Yeah, it has a very bland writing style but that's a sort of feature, not a bug. It's very generic because it's looking at everything that it has ingested (so, pirated books and the Internet) and it then determines what word would most commonly follow that word given the context of the prompt. So using it to generate copy can produce results that aren't particularly fabulous. But it can be incredibly helpful to brainstorm ideas. For a project for school, I needed to come up with a fictitious hospital. I wanted it to be somewhat clever, but not super obvious. My prompt was "I need to come up with a fake name for a hospital. I want it to be St. [something] Hospital. I want the [something] to be obscure but humorous. I'm looking for a name that would be related to anonymity or obfuscation". It kicked back a list of 10 things that were actually pretty good ideas. But I didn't like them. So I refined with another prompt: "What about names that might come from classic british and american literature?" I got ten more suggestions that were also very good. In the end, I didn't use any of them because I came up with another idea, but it was that brainstorming session that led me to choose St. Fortunato Healthcare for my hospital. The literature suggestions got me thinking about Poe even though it wasn't one of ChatGPT's suggestions. Something I could have done on my own or with another person. But the LLM helped me do it by myself in a matter of 90 seconds.
There was someone else who did hit on a really good point, though, about data leakage. The next big thing in security is going to be finding ways to build LLMs in such a way that they can "know" who's allowed to know what. If the LLM has access to all the company data, for example, it might know what every employee's salary is. But a sales rep isn't supposed to know. So when the sales rep starts asking questions of the LLM, we need a way to prevent the LLM from inadvertently using that knowledge to answer the question. Telling it not to tell anyone the salaries is easy. But what if the prompt starts off by asking about costs that go into a product or something of that nature? That's going to be tough to do. The last time they told an AI to lie to people about what it knows, Dave Bowman got locked out of the pod bay.

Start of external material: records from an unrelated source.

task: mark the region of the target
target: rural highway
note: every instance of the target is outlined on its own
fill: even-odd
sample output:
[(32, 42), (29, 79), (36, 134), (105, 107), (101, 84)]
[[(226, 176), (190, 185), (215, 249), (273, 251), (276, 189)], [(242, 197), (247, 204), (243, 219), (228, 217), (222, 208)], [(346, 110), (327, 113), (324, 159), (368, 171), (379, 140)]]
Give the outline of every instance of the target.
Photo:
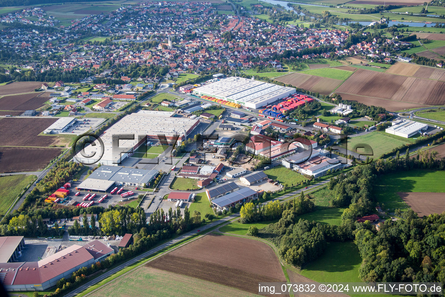
[[(320, 183), (317, 183), (314, 184), (313, 185), (308, 186), (307, 188), (297, 190), (297, 191), (294, 191), (293, 192), (291, 192), (291, 193), (288, 193), (287, 194), (283, 195), (282, 196), (280, 196), (279, 198), (277, 198), (276, 199), (273, 199), (273, 200), (271, 200), (271, 201), (274, 201), (275, 200), (278, 199), (281, 200), (282, 203), (283, 202), (286, 200), (288, 200), (290, 199), (292, 197), (292, 196), (297, 194), (299, 194), (302, 191), (306, 192), (307, 192), (307, 191), (312, 191), (312, 191), (314, 190), (315, 189), (315, 188), (317, 188), (317, 189), (318, 189), (318, 188), (319, 188), (319, 187), (324, 187), (325, 185), (326, 185), (326, 183), (329, 182), (329, 180), (330, 180), (330, 179), (326, 179), (326, 180), (324, 180), (322, 182), (320, 182)], [(269, 202), (269, 201), (264, 202), (262, 204), (263, 205), (264, 205), (265, 204), (267, 203), (268, 202)], [(138, 262), (139, 260), (143, 259), (144, 258), (148, 257), (152, 254), (159, 252), (163, 248), (169, 247), (170, 245), (174, 244), (179, 241), (184, 240), (185, 239), (187, 239), (187, 238), (189, 238), (194, 235), (195, 235), (198, 233), (198, 232), (202, 232), (203, 231), (208, 230), (209, 229), (213, 228), (213, 227), (214, 227), (217, 225), (219, 225), (221, 223), (225, 223), (226, 224), (228, 224), (233, 219), (236, 219), (236, 218), (239, 216), (239, 214), (238, 213), (233, 214), (232, 215), (231, 215), (230, 216), (227, 216), (222, 218), (222, 219), (217, 220), (214, 222), (211, 223), (210, 224), (208, 225), (203, 226), (199, 228), (197, 228), (194, 230), (192, 230), (191, 231), (189, 231), (187, 233), (184, 233), (178, 237), (174, 238), (174, 239), (172, 239), (171, 240), (170, 240), (169, 241), (165, 243), (165, 244), (161, 244), (161, 245), (156, 247), (156, 248), (152, 248), (132, 259), (130, 260), (129, 260), (125, 263), (121, 264), (121, 265), (119, 265), (119, 266), (117, 266), (116, 267), (115, 267), (114, 268), (107, 271), (103, 274), (101, 275), (100, 276), (97, 277), (96, 278), (91, 281), (90, 281), (82, 285), (80, 287), (79, 287), (76, 289), (69, 292), (69, 293), (65, 295), (64, 296), (64, 297), (73, 297), (74, 296), (75, 296), (76, 295), (80, 293), (82, 291), (86, 290), (91, 286), (93, 285), (95, 285), (97, 283), (98, 283), (99, 282), (103, 281), (103, 280), (111, 276), (113, 274), (124, 269), (125, 267), (129, 266), (130, 265), (132, 265), (133, 264), (134, 264), (134, 263)], [(211, 231), (212, 230), (209, 230), (209, 232)]]

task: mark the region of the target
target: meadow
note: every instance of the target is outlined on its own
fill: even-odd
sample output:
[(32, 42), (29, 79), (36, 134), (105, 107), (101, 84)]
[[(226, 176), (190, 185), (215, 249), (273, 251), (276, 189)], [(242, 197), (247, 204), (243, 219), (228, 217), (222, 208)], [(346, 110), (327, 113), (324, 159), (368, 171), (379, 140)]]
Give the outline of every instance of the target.
[(17, 175), (0, 176), (0, 215), (4, 215), (24, 188), (32, 183), (35, 175)]
[(376, 202), (385, 209), (407, 208), (397, 192), (445, 192), (445, 171), (417, 169), (380, 176), (374, 190)]

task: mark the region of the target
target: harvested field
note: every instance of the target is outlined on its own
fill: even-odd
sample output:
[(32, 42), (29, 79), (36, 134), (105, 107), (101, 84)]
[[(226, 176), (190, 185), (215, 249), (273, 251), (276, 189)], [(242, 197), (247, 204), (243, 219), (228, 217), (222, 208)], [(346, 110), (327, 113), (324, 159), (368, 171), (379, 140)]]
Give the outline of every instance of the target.
[(307, 64), (309, 66), (310, 69), (316, 69), (316, 68), (324, 68), (324, 67), (328, 67), (329, 65), (328, 64)]
[(420, 77), (421, 78), (431, 78), (431, 79), (438, 79), (438, 78), (433, 78), (431, 77), (431, 75), (433, 73), (435, 72), (436, 70), (434, 68), (431, 67), (421, 67), (419, 70), (416, 71), (416, 73), (413, 75), (413, 76), (415, 77)]
[(312, 92), (318, 92), (323, 95), (329, 95), (343, 82), (339, 79), (324, 77), (314, 85), (310, 90)]
[(437, 61), (442, 60), (443, 59), (443, 58), (441, 57), (440, 56), (435, 53), (433, 53), (431, 51), (429, 50), (426, 50), (424, 52), (417, 53), (416, 54), (417, 56), (424, 57), (425, 58), (428, 58), (429, 59), (434, 59), (434, 60), (437, 60)]
[(417, 79), (416, 77), (407, 77), (406, 80), (399, 88), (399, 90), (397, 90), (391, 100), (401, 101), (403, 98), (403, 96), (405, 96), (406, 92), (408, 91), (416, 79)]
[(22, 110), (0, 110), (0, 115), (9, 114), (12, 116), (20, 115), (23, 113)]
[[(408, 79), (409, 78), (411, 78), (411, 77), (408, 77)], [(431, 96), (429, 96), (430, 93), (436, 84), (441, 82), (423, 78), (415, 78), (415, 80), (411, 85), (408, 92), (403, 96), (402, 100), (405, 102), (409, 102), (412, 103), (425, 103), (425, 98), (431, 98)]]
[[(356, 0), (350, 4), (369, 4), (376, 5), (421, 5), (423, 2), (419, 0), (392, 0), (392, 1), (384, 1), (384, 0)], [(423, 38), (423, 37), (422, 37)]]
[(0, 173), (41, 170), (61, 152), (60, 148), (0, 146)]
[(440, 48), (437, 48), (433, 50), (434, 53), (440, 55), (441, 56), (445, 56), (445, 46), (441, 46)]
[(303, 74), (301, 73), (295, 73), (287, 75), (280, 77), (276, 80), (285, 84), (292, 85), (299, 88), (305, 81), (311, 78), (310, 75)]
[(314, 87), (314, 86), (318, 84), (323, 79), (323, 77), (319, 76), (312, 76), (307, 81), (301, 84), (299, 88), (301, 88), (304, 90), (310, 90)]
[(414, 74), (419, 70), (420, 68), (420, 65), (397, 61), (394, 65), (391, 66), (389, 69), (386, 70), (386, 73), (406, 76), (413, 76)]
[(425, 104), (429, 105), (445, 105), (444, 90), (445, 90), (445, 82), (436, 81), (431, 92), (429, 92), (429, 96), (428, 97), (425, 97)]
[(57, 136), (38, 136), (57, 118), (3, 118), (0, 119), (0, 143), (2, 146), (48, 146)]
[[(246, 248), (247, 246), (248, 248)], [(235, 254), (237, 260), (227, 262), (227, 259)], [(209, 234), (169, 255), (229, 266), (243, 270), (245, 273), (256, 273), (286, 281), (279, 260), (273, 250), (267, 244), (252, 239)], [(261, 262), (257, 261), (259, 258), (261, 259)]]
[(445, 193), (398, 192), (397, 194), (420, 217), (445, 212)]
[(0, 96), (33, 92), (43, 83), (41, 81), (20, 81), (0, 85)]
[(21, 95), (10, 95), (0, 98), (0, 110), (28, 110), (43, 106), (49, 98), (43, 93), (31, 93)]
[(422, 33), (416, 32), (415, 33), (411, 33), (409, 35), (411, 36), (413, 34), (416, 34), (418, 39), (427, 38), (431, 40), (445, 40), (445, 34), (441, 34), (441, 33)]
[[(166, 285), (166, 280), (174, 285)], [(253, 297), (258, 295), (194, 277), (143, 266), (103, 286), (90, 296)]]
[(391, 99), (406, 77), (359, 68), (337, 89), (338, 92)]
[[(246, 248), (246, 247), (244, 247)], [(238, 250), (239, 251), (239, 250)], [(194, 252), (196, 252), (194, 251)], [(252, 252), (254, 254), (254, 253)], [(233, 254), (232, 255), (233, 257)], [(261, 264), (257, 258), (255, 262)], [(236, 261), (228, 261), (229, 262)], [(146, 264), (153, 267), (180, 274), (196, 277), (217, 284), (255, 293), (258, 282), (273, 282), (279, 280), (255, 273), (247, 273), (244, 270), (231, 268), (208, 262), (167, 254)], [(283, 281), (282, 280), (281, 281)]]
[(336, 68), (338, 68), (342, 70), (348, 70), (348, 71), (355, 71), (357, 70), (357, 68), (353, 67), (352, 66), (340, 66), (339, 67), (336, 67)]
[[(337, 89), (338, 90), (338, 89)], [(415, 104), (409, 103), (400, 101), (395, 101), (380, 98), (375, 98), (365, 96), (358, 96), (353, 94), (346, 94), (336, 91), (337, 94), (340, 94), (343, 100), (350, 101), (356, 101), (366, 105), (374, 105), (376, 106), (384, 107), (388, 111), (396, 111), (405, 108), (414, 108), (415, 107), (425, 107), (422, 104)]]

I guess the long story short is that there is some there there. It's young and, like any tool, it can do a really good job when you use it for what it's good at and it can hack the E36 M3 of stuff when you try to make it do things it wasn't designed to do. Like any new hawtness, there's a ton of buzz and BS around it and everybody thinks that in order to stay ahead, we need to take out the blockchain and put in the AI for everything. And not all of those implementations make sense, are done properly, or are appropriate for the state of the tech at this time. Yeah, it gets stuff wrong. A lot. Yeah, it hallucinates. A lot. And, yeah, it's really bland and generic when it generates long form prose. But we're still figuring out the right way to train the models, where to get the data to train the models, and where the right time is to say "I don't know" instead of making a statistical inferance.